Russian Journal of Nondestructive Testing ( IF 0.9 ) Pub Date : 2021-06-11 , DOI: 10.1134/s1061830921020066 Li Kaiyu , Qiu Pengcheng , Wang Ping , Lu Zixiang , Zhang Zhengda
Abstract
In the current steel industry production, the detection of the mechanical properties of ferromagnetic materials relies on destructive testing, which greatly increases the cost of production. In this paper, a method is proposed to estimate the mechanical properties of ferromagnetic materials based on the pulsed eddy current (PEC) techniques. Firstly, the traditional features of the PEC signal, such as differential signal peaks and spectral amplitudes, are applied to the quantitative estimation of mechanical properties. Secondly, a method based on the empirical mode decomposition and Hilbert-Huang transform is used to extract the marginal spectral peak and marginal spectral energy as new features. Finally, BP neural network algorithm is introduced to quantitatively estimate the mechanical property parameters. The results show that the combination of both traditional and new features is suitable for mechanical properties estimation.
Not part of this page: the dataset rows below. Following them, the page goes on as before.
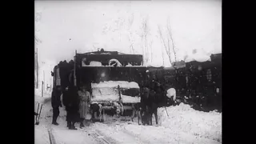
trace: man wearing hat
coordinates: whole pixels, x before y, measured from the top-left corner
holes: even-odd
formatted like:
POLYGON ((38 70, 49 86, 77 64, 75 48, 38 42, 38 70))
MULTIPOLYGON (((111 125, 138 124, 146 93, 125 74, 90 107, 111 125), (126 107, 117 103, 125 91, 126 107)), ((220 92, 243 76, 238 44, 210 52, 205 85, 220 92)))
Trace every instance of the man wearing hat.
POLYGON ((57 123, 57 118, 59 115, 59 106, 62 106, 62 102, 61 102, 61 94, 62 94, 62 90, 60 86, 57 86, 56 88, 53 89, 53 92, 51 94, 51 106, 53 107, 53 121, 52 124, 54 125, 58 125, 57 123))

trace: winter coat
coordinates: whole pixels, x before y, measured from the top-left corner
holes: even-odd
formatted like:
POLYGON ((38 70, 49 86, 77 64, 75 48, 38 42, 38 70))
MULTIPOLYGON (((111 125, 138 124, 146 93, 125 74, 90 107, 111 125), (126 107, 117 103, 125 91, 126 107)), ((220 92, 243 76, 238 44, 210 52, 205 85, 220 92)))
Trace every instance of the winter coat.
POLYGON ((62 106, 60 90, 54 90, 51 93, 51 106, 55 108, 62 106))
POLYGON ((154 90, 144 88, 143 94, 141 98, 141 104, 142 109, 149 106, 150 109, 157 109, 156 94, 154 90))
POLYGON ((74 87, 70 87, 68 90, 63 91, 63 103, 66 110, 79 110, 79 97, 74 87))
POLYGON ((79 104, 80 118, 86 118, 89 110, 89 104, 90 102, 90 94, 88 91, 83 92, 79 90, 78 95, 80 98, 80 104, 79 104))

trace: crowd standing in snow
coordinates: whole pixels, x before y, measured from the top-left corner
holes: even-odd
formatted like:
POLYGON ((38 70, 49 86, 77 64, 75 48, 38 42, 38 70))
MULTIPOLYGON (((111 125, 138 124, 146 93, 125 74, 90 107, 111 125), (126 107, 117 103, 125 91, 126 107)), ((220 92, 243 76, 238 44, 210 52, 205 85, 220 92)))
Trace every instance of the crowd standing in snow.
POLYGON ((62 90, 60 86, 57 86, 56 88, 53 89, 52 96, 51 96, 51 106, 53 107, 52 124, 57 125, 57 126, 58 125, 58 123, 56 121, 59 115, 59 106, 62 106, 62 102, 61 102, 61 94, 62 94, 62 90))

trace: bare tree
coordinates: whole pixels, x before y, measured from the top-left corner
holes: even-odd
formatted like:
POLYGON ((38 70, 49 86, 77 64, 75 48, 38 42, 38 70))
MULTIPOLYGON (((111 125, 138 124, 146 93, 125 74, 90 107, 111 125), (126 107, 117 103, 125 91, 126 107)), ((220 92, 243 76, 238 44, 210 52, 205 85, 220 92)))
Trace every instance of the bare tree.
POLYGON ((153 50, 152 50, 152 43, 153 43, 153 41, 151 40, 151 41, 150 41, 150 54, 151 54, 151 57, 150 57, 151 62, 153 62, 153 50))
POLYGON ((145 62, 147 63, 149 62, 149 46, 148 46, 148 35, 149 35, 149 28, 148 28, 148 21, 147 18, 145 18, 142 21, 142 34, 141 35, 143 42, 143 55, 145 62))
POLYGON ((166 38, 167 38, 167 40, 166 40, 163 37, 163 34, 162 34, 162 31, 160 28, 160 26, 158 26, 158 32, 159 32, 159 35, 160 35, 160 39, 162 40, 162 45, 164 46, 164 48, 166 50, 166 54, 169 58, 169 61, 170 61, 170 63, 172 63, 172 61, 171 61, 171 52, 170 50, 172 50, 174 54, 174 59, 175 59, 175 62, 177 62, 177 57, 176 57, 176 50, 175 50, 175 45, 174 45, 174 38, 173 38, 173 34, 172 34, 172 32, 171 32, 171 28, 170 28, 170 21, 168 19, 167 21, 167 36, 166 38), (167 41, 167 42, 166 42, 167 41), (171 42, 171 44, 170 44, 171 42))
POLYGON ((165 50, 166 50, 166 54, 167 54, 167 56, 168 56, 168 58, 169 58, 169 61, 170 61, 170 63, 171 63, 171 55, 170 55, 170 45, 169 45, 169 39, 168 39, 168 46, 167 46, 167 44, 166 43, 166 41, 165 41, 165 39, 163 38, 163 36, 162 36, 162 30, 161 30, 161 29, 160 29, 160 26, 158 26, 158 32, 159 32, 159 34, 160 34, 160 38, 162 39, 162 44, 163 44, 163 46, 164 46, 164 47, 165 47, 165 50))

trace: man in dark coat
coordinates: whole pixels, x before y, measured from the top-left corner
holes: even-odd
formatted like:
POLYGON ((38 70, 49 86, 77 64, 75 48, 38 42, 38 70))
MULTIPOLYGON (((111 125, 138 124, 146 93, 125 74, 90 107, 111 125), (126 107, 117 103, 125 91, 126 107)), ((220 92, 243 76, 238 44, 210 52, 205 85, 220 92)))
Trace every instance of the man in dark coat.
POLYGON ((54 88, 52 94, 51 94, 51 106, 53 107, 53 121, 52 121, 52 124, 54 125, 58 125, 58 123, 57 123, 57 118, 59 115, 59 106, 62 106, 62 102, 61 102, 61 94, 62 94, 62 90, 61 90, 61 87, 58 86, 57 88, 54 88))
POLYGON ((154 114, 156 123, 158 124, 158 115, 156 104, 155 92, 147 87, 142 88, 142 94, 141 98, 141 107, 142 110, 142 124, 146 123, 152 125, 152 114, 154 114))
POLYGON ((67 127, 70 130, 78 130, 74 124, 80 122, 80 101, 77 88, 74 86, 73 74, 72 71, 70 73, 69 86, 63 91, 63 104, 66 110, 67 127))
POLYGON ((79 98, 75 87, 70 86, 63 92, 63 104, 66 110, 67 127, 70 130, 78 130, 74 124, 80 122, 79 98))

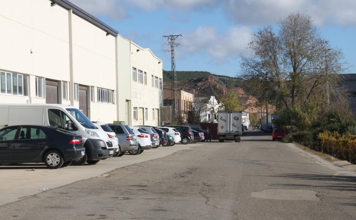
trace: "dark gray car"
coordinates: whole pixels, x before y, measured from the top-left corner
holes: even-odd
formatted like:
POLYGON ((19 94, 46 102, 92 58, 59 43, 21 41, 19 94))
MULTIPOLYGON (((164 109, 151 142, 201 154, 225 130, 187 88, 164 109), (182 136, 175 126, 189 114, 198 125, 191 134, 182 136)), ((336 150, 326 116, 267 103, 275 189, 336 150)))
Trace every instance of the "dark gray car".
POLYGON ((138 148, 136 135, 129 126, 120 124, 108 124, 110 128, 116 134, 119 141, 120 150, 114 157, 121 157, 126 151, 137 150, 138 148))

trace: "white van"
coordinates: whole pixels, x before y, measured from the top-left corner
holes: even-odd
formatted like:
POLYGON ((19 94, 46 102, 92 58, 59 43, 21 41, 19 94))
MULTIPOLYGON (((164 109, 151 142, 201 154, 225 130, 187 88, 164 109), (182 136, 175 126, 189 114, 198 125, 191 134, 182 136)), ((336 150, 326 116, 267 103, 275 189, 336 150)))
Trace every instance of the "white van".
POLYGON ((79 109, 51 104, 0 104, 0 128, 21 125, 50 126, 83 137, 85 155, 72 164, 94 164, 112 157, 116 149, 106 133, 98 129, 79 109))

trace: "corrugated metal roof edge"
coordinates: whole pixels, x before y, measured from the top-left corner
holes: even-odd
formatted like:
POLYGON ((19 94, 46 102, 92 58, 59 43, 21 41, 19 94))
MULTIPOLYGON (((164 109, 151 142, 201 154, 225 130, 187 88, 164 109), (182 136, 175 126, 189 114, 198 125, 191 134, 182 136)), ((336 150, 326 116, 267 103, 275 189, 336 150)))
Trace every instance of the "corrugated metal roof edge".
POLYGON ((117 31, 68 0, 49 0, 49 1, 56 2, 67 9, 72 9, 74 14, 113 36, 116 37, 119 34, 119 31, 117 31))

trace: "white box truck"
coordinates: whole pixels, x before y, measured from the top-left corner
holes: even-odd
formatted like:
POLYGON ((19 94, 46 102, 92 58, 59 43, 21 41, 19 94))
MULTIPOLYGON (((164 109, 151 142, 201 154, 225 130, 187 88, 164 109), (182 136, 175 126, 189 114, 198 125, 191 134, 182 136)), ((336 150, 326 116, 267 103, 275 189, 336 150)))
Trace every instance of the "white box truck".
POLYGON ((218 112, 218 134, 220 142, 225 140, 240 142, 242 134, 242 113, 241 111, 218 112))
POLYGON ((112 157, 117 149, 106 132, 98 129, 78 108, 51 104, 0 104, 0 128, 13 125, 42 125, 81 135, 85 155, 72 164, 96 164, 112 157))

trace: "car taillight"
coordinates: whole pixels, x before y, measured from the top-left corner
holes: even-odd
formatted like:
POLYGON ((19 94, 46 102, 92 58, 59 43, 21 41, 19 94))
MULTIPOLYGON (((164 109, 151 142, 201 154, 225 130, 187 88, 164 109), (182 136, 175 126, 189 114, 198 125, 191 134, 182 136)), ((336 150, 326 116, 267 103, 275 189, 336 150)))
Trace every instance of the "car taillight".
POLYGON ((140 135, 137 135, 137 137, 140 137, 140 138, 148 138, 148 135, 147 134, 141 134, 140 135))
POLYGON ((80 144, 81 143, 82 141, 79 139, 72 139, 69 142, 69 143, 72 144, 80 144))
The method has high accuracy for the quantitative estimation of mechanical performance parameters.
中文翻译:
基于脉冲涡流的铁磁材料力学性能估算方法
摘要
目前钢铁工业生产中,铁磁材料力学性能的检测依赖于破坏性检测,大大增加了生产成本。在本文中,提出了一种基于脉冲涡流 (PEC) 技术估计铁磁材料机械性能的方法。首先,将PEC信号的传统特征,如差分信号峰值和频谱幅度,应用于力学性能的定量估计。其次,采用基于经验模态分解和Hilbert-Huang变换的方法提取边缘谱峰和边缘谱能量作为新特征。最后,引入BP神经网络算法对力学性能参数进行定量估计。结果表明,传统特征和新特征的结合适用于力学性能估计。该方法对力学性能参数的定量估计具有较高的准确性。